Probably the most pressing question in the world right now—that nobody, much to their detriment, is asking—is this: How do you spell dialog?
There are two ways—just like that, or with the silent, French-derived -ue termination. British writers, being posh, favour the extra flavour of dialogue. The blunter dialog, meanwhile, is more common among heretical, phonetical Americans. WIRED’s style is dialog.
But there’s more to it. Many grammarians say the distinction is less regional than situational: One may have a dialogue with fellow human beings, but if you’re talking to a machine, or machines are talking amongst themselves, what’s happening is merely a dialog. Seriously.
A quirk of recent technological history, the shortened spelling coincides with the rise, in the 1980s, of personal computers, which ask questions of you—like whether you want to save the changes in this document (always yes)—in pop-up windows called, of course, dialog boxes. Programmers, with their penchant for optimization and elegance, must have enforced the truncation. As time went on, dialog came to be used to refer to machine-mediated data exchanges of all kinds. You still see the stray dialogue box now and again, particularly in British English, but dialog outnumbers dialogue in technical contexts by at least an order of magnitude. Dialoging with computers, it’s safe to say, is like dialoging with Americans: simple, direct, de-Frenched.
That’s the other issue with the word: It is now very much in vogue—which not even a coder would spell vog—to force dialog into the shape of a verb. This person dialoged with, that person dialoged about, and so on. Here we may assign guilt not to programmers but to corporate Americans, who’ve never met an ugly word they can’t further uglify. In a 2009 survey, the usage panel of the American Heritage Dictionary reviewed the following sentence: The department was remiss in not trying to dialogue with representatives of the community before hiring new officers. The construction nauseated four in five panelists, some of whom “felt moved,” the dictionary reported, “to comment on the ugliness or awkwardness.” In conclusion, it’s not easy to dialog about dialog.

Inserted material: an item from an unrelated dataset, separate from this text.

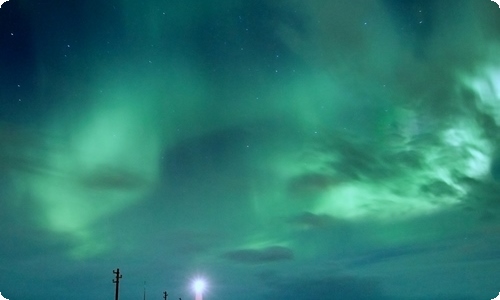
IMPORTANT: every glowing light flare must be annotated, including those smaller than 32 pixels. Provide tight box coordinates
[193,278,207,300]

Or about anything at all, for that matter, here on the edge of history. The chief crisis of the age, as everyone from lexicographers to tech luminaries will tell you, is that we don’t know how to talk to one another anymore. People can’t have conversations about the weather, much less the daily news cycle, without one or both parties self-combusting in a fit of apoplexy and/or trying to get the other fired. As my mother, a lifelong banker, likes to put it: “We’re afraid to dialog.”
That’s not her fault, or the fault of her fellow corporate Americans. Nor is it the fault of computer programmers. No, those on whom we place the blame for the mass outbreak of dialogophobia in the modern era are, so much of the time, the professional logorrheics themselves: journalists.
When people speak of—dialog about—the media these days, the tone tends to turn conspiratorial. There’s an implied big M, “the Media,” like the way Morpheus says “the Matrix”: with reverence, swallowed by revulsion. By way of proof, consider two statements. First statement: I love the media. Said no one, ever. Second statement: I hate the media. Said you, just yesterday.
But what is the media? It may help to picture it in your mind. Not your tiny piece of it, the pinky toe of the monstrosity. Let the entire entity, the thing itself, take shape. Because that’s what the term points to, when it’s used: a thing, out there, looming. Storm-cloud huge, to be sure, and just as unpindownable, but a thing nonetheless.